PharmatrophiX is working on funding a definitive Phase 3 clinical trial of LM11A-31 in Alzheimer’s patients.
“That’s the big mountain that needs to be climbed,” said Howard Fillit, MD, a co-founder and the chief scientific officer of the Alzheimer’s Drug Discovery Foundation, the largest nonprofit, nongovernment funder of dementia-focused drug development in the world — and an early investor in PharmatrophiX.
“LM11A-31 could really be a breakthrough if it gets through Phase 3. If it’s successful, it will be the first neuroprotective drug to prove itself for Alzheimer’s disease.”
LM11A-31’s multiple mechanisms of action confer unusual flexibility on its potential use. Preclinical studies indicate it could prove relevant to many indications, including Huntington’s disease, HIV-associated dementia, stroke and traumatic brain injury.
A recent study Longo co-authored, published in early 2025 in Brain, found, in mice, that LM11A-31 prevented cognitive deficits that otherwise occurred due to perinatal oxygen deprivation. “That’s exactly what caused my sister’s cerebral palsy,” Longo said.
Spotlight on Frank Longo
Professor of neurology and neurological sciences
Frank Longo is a pioneer in the development of an oral drug that’s advancing in clinical trials as a therapeutic to counter Alzheimer’s disease and, potentially, several additional conditions coalescing around a common symptom: cognitive loss. Longo is the co-founder and current chairman of the board of PharmatrophiX Inc., which has exclusively licensed the experimental drug to combat Alzheimer’s.
In addition to developing and testing treatments for Alzheimer’s disease, Longo studies the mechanisms underlying Alzheimer’s and other neurodegenerative diseases, including Huntington’s disease.

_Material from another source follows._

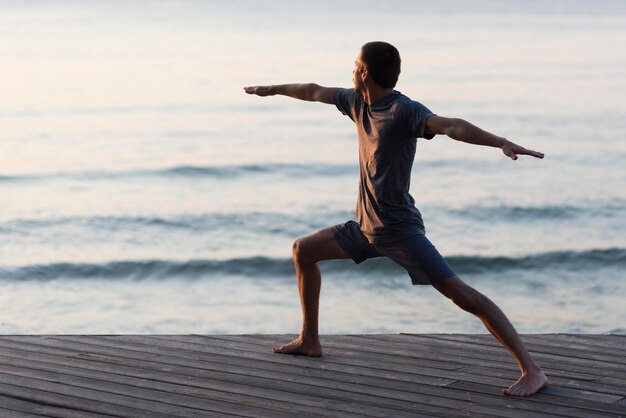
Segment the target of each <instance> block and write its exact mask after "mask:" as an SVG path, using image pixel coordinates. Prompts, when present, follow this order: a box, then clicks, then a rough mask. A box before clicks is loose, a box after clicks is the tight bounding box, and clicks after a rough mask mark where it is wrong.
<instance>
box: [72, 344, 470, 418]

- Walk-up song: Let’s See Action by The Who; Mood-lifting song: Alive by Pearl Jam.
- Loves pianos. He was a keyboardist in his Stanford department’s cover band Hypertonics for a few years. He continues to play and to explore chord structures and progressions with curiosity about how they evoke different brain networks and feelings.
- A book that wowed him: Cutting for Stone by Abraham Verghese.

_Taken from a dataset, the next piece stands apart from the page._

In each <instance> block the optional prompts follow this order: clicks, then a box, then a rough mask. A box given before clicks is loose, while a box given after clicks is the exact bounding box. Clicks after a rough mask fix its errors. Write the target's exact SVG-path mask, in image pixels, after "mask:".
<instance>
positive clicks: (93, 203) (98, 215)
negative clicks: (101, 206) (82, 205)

- Favorite place to visit: Desolation Wilderness (Lake Tahoe).
- Advice to students: Be systematic; don’t rely on luck. Expose yourself to a lot of things and meet a lot of people to find the great mentors.
In his words: “I love research and I also love people. It’s hard when research hits a roadblock, and to get through, I think about all the people who need help. What if we could do something for them? That keeps me going.”